In August 2005, the New Orleans metropolitan had 603,700 non-farm payroll jobs, according to the Bureau of Labor Statistics. Two months later – after Katrina and Rita – there were 425,800.
Jobs. Jobs, Jobs
From November 2005 to June 2006, payrolls grew an average of 7,400 a month. That slowed to 2,000 a month in the second half of 2006. For the first five months of this year, it was down to 1,000 a month. As of July, there were 503,600 non-farm payroll jobs, a decline from the peak in June.
GDP data is also not very encouraging. The economy grew a robust 5.1% in 2004, was almost flat in 2005, and managed a 1.7% gain in 2006, well below the national growth rate.
Even before Katrina, New Orleans job base had been changing and shrinking. Between 1960 and 2000, the city’s population declined more than 20% which had a dramatic effect on the labor-housing market dynamic. Simply put, housing became unusually cheap.

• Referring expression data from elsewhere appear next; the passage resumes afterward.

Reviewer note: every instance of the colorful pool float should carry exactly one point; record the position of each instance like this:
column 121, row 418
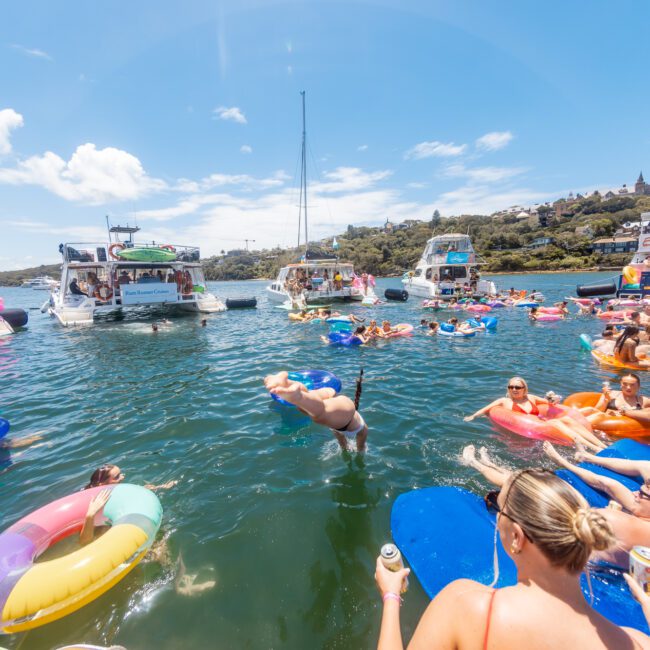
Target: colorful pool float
column 532, row 426
column 609, row 360
column 619, row 426
column 312, row 379
column 401, row 329
column 32, row 594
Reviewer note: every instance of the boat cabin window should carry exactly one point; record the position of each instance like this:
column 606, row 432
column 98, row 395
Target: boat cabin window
column 452, row 273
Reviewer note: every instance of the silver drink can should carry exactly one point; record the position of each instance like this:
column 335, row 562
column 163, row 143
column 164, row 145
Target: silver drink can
column 391, row 558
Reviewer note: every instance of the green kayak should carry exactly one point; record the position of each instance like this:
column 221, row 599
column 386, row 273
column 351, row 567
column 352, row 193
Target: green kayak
column 146, row 255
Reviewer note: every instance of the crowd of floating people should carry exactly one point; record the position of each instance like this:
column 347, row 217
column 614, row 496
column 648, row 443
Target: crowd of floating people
column 549, row 529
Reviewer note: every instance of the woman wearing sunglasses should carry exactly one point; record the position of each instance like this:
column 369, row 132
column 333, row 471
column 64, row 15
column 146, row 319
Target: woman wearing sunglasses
column 630, row 528
column 549, row 531
column 519, row 400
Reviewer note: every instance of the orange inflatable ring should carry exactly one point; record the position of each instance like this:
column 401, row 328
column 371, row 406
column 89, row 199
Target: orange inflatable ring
column 613, row 425
column 532, row 426
column 610, row 360
column 103, row 292
column 112, row 247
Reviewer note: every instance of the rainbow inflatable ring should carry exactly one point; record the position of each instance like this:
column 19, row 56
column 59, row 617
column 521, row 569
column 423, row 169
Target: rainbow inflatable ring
column 34, row 594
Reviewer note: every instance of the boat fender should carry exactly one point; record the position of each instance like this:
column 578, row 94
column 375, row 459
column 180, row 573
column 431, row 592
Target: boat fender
column 112, row 248
column 396, row 294
column 241, row 303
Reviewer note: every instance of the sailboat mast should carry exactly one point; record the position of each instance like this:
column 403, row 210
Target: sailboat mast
column 304, row 165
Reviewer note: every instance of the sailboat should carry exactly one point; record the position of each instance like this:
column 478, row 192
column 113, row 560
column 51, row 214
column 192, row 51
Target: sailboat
column 315, row 278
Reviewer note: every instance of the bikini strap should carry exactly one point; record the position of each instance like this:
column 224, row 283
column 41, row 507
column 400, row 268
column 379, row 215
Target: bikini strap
column 487, row 625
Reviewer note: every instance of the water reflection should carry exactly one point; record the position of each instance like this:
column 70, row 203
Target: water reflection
column 342, row 592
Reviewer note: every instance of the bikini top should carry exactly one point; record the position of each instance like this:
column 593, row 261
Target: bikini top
column 533, row 411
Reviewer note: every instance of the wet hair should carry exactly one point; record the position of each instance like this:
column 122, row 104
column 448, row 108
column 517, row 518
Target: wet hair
column 634, row 376
column 100, row 476
column 556, row 518
column 628, row 332
column 357, row 392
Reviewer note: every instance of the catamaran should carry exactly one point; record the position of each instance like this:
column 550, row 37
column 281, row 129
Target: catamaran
column 98, row 278
column 316, row 277
column 447, row 266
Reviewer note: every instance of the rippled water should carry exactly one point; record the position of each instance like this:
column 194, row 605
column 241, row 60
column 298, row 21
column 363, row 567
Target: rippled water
column 286, row 524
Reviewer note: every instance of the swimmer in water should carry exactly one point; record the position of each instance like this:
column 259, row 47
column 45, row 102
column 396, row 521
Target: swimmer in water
column 337, row 412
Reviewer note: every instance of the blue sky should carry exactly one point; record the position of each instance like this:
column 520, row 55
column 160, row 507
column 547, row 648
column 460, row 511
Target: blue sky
column 186, row 118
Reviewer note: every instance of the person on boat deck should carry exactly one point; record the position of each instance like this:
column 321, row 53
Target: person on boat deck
column 75, row 290
column 519, row 400
column 337, row 412
column 106, row 475
column 549, row 531
column 625, row 349
column 627, row 402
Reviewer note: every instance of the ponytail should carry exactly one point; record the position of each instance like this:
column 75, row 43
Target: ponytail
column 357, row 394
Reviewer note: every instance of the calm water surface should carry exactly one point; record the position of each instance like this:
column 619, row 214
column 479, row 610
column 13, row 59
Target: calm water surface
column 287, row 525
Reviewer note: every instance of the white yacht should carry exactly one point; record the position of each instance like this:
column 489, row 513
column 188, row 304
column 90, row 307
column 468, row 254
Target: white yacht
column 448, row 263
column 42, row 283
column 316, row 278
column 99, row 278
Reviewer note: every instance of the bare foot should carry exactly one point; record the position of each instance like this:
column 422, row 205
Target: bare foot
column 485, row 459
column 581, row 453
column 468, row 457
column 289, row 393
column 552, row 453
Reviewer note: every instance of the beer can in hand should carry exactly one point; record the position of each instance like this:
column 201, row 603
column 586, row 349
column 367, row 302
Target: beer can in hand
column 391, row 558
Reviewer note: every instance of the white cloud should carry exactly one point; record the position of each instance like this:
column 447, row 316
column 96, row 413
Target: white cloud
column 232, row 114
column 92, row 176
column 494, row 140
column 484, row 174
column 33, row 52
column 347, row 179
column 9, row 120
column 434, row 149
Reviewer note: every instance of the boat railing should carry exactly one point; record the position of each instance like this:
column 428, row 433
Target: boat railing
column 94, row 252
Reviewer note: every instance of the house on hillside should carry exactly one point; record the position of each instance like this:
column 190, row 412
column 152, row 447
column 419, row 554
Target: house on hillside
column 608, row 245
column 540, row 242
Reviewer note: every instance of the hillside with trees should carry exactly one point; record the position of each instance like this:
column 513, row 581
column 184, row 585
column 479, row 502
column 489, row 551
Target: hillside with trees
column 500, row 240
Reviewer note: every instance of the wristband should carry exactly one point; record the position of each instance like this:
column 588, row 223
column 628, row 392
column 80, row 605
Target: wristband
column 389, row 595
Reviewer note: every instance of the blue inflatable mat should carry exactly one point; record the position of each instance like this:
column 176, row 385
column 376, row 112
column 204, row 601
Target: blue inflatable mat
column 625, row 448
column 446, row 533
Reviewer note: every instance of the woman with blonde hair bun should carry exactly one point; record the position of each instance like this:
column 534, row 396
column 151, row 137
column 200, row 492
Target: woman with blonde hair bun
column 549, row 531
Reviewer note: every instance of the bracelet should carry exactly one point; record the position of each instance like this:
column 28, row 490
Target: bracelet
column 389, row 595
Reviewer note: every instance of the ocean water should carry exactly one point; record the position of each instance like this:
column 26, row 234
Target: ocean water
column 267, row 505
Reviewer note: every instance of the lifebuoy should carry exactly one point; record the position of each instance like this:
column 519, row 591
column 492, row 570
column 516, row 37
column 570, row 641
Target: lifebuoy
column 103, row 292
column 114, row 246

Vigdor of Duke University says many of the people who remained were relatively low-skilled workers, with poor-paying jobs and little chance of advancement. They remained because of a low cost of living, thanks largely to a glut of housing, which depressed prices.
Shortly after the disaster, FEMA estimated close to 140,000 homes and rental properties in the New Orleans metropolitan area were destroyed or left uninhabitable by the storm. Some $13.5 billion was paid out to Louisiana homeowners under the National Flood Insurance Program.
"The housing market was turned upside down, or is it right side up?" says Vigdor. So was the workforce.
The population of the metropolitan is now 1.2 million versus its pre-Katrina level of 1.4 million. Orleans Parish, which includes the City of New Orleans and some adjacent areas, was recently estimated to have a population of 273,000 -- 60% of its 2004 level.
"The hospitality industry thrived because there was a supply of workers," explains Vigdor.
His analysis of evacuee data indicates that those who have returned are doing pretty well in finding jobs with decent pay. People in the lower wage, service category are not moving back. That supply has been reduced and business has had to adjust.
"We are using a great deal of contract labor," says Gray of Holiday Inn.
Sawyers at the Hilton is also using more contract labor than before. He says there’s also a shortage of more high-skilled culinary workers and guesses that wages for such jobs have risen 20%-30% as a result.
Even Shulz of the convention center says labor "is a big question we get" from prospective clients. "They want to know are there going to be people to staff the hotels and restaurants," she adds,
The labor shortage is a widespread problem, says Scott, the economist. "Employers tell me they are in desperate need of people. Some are recruiting overseas."
Scott adds that the bigger employers, such as the shipyards and refiners, had the financial wherewithal to weather the work stoppage resulting from the storms, come up creative ways to deal with housing and to keep their payrolls stable. Smaller and local employers have struggled.
Long Road Home
The construction sector is also in need of workers. A shortage of general contractors along with sharply higher home insurance and utility bills is hurting homeowners struggling to recover.
The bulk of that task falls on "The Road Home" program, which administers relief efforts for the state. It was formed to provide up to $150,000 to cover uninsured losses resulting from major and severe damage.